Furthermore, the report forecast that corporate sole trustee appointments of DB schemes could double in the next five years.

Hymans Robertson’s report also looked at the role of governance and decision making in driving growth in the sole trustee market, and highlighted that improvements in these two areas can reduce costs and lead to better member outcomes and, due to their expertise and ability, professional corporate trustees are often appointed.

Commenting on the findings, Hymans Robertson head of sole trustee services, Shani McKenzie, said: “The sector has grown by 12 per cent despite a demanding year for trustees, particularly in responding to yield rises and reviewing their investment portfolios.

“Their investment skills and knowledge would have been put to the test, so many schemes looked to professional trustees who have experience in strategy reviews and investment solutions.

“We may see the response to the call for evidence into trustee skills throw further momentum behind trustee boards’ search for professionalism, including through corporate sole trustees.

“Growth will only continue to be achieved if trustees focus on diversifying resourcing solutions, as the pool of those with pensions experience is finite. Over the next few years, the impact of this may also mean that efficient operating models are paramount.”

McKenzie also highlighted some of the challenges facing the corporate sole trustee market, noting that, following the recent market volatility, the needs of schemes have evolved.

“Many now find themselves closer to buyout or needing to consider other endgame options and the skills and experience that corporate sole trustees have here are highly sought after,” she stated.

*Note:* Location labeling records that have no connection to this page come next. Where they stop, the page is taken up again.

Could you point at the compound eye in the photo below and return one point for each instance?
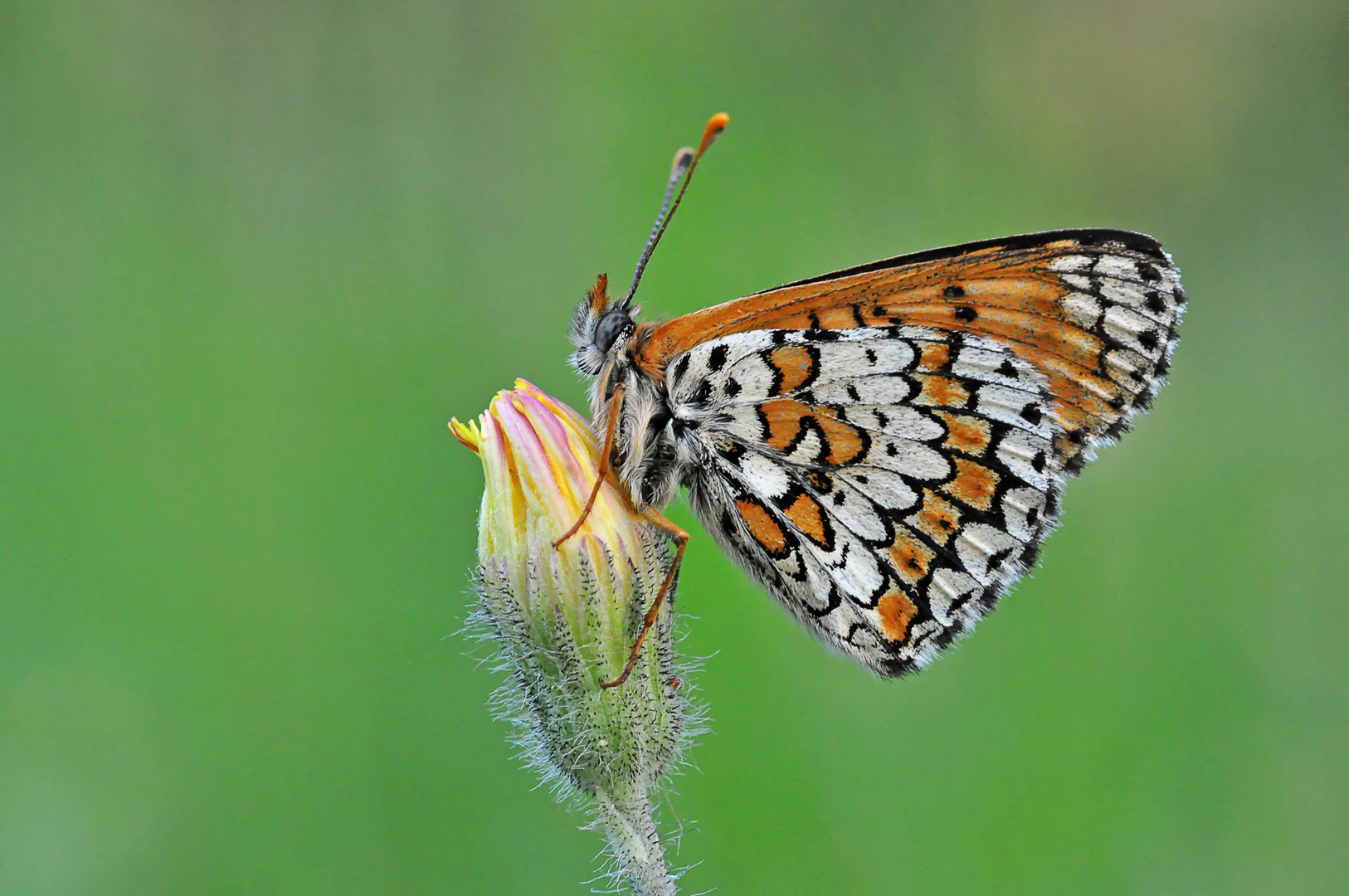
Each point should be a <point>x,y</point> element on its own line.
<point>610,327</point>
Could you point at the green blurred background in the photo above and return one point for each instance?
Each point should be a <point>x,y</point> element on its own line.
<point>254,256</point>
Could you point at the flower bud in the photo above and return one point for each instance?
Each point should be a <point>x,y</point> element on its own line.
<point>567,617</point>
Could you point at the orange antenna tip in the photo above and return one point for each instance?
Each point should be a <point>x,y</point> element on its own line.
<point>713,129</point>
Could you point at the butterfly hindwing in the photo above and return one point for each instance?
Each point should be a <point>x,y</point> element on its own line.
<point>885,485</point>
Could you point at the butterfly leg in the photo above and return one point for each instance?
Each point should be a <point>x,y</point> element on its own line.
<point>681,538</point>
<point>616,405</point>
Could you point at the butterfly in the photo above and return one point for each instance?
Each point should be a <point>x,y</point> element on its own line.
<point>883,448</point>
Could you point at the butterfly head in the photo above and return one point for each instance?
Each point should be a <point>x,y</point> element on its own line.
<point>601,329</point>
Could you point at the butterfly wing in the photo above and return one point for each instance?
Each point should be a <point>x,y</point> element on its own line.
<point>884,447</point>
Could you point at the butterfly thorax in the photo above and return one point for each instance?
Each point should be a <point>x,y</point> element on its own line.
<point>650,456</point>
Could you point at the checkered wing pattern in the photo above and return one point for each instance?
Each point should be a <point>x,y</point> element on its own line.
<point>890,475</point>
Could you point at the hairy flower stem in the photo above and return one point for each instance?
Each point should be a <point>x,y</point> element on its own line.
<point>635,840</point>
<point>564,614</point>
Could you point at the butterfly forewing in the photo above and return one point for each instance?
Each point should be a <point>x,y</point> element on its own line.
<point>884,447</point>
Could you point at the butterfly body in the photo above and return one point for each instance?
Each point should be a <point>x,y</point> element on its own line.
<point>883,448</point>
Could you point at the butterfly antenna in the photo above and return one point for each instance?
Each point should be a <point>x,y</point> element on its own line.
<point>683,169</point>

“Corporate sole trustees played a central role in risk transfer deals in the year to March 2023, representing more than one in four transactions. This is double the corporate sole trustees’ current presence in the DB universe.

“Our report concludes that these exercises have not placed strains on the time corporate sole trustees have available and that they bring several benefits to the broking process, albeit there are still wider obstacles to navigating this busy market.

“As with last year, governance is a central theme for the corporate sole trustee sector and 80 per cent of the largest firms are taking steps to create efficiencies and standardisation in their approach to harmonise governance across their portfolio.

“The model can give rise to concerns in this area. Two of the most vocalised issues are diversity and independence. These challenges could be managed by ensuring sufficient attention is paid to having effective systems of governance in place and adhering to professional codes of practice.”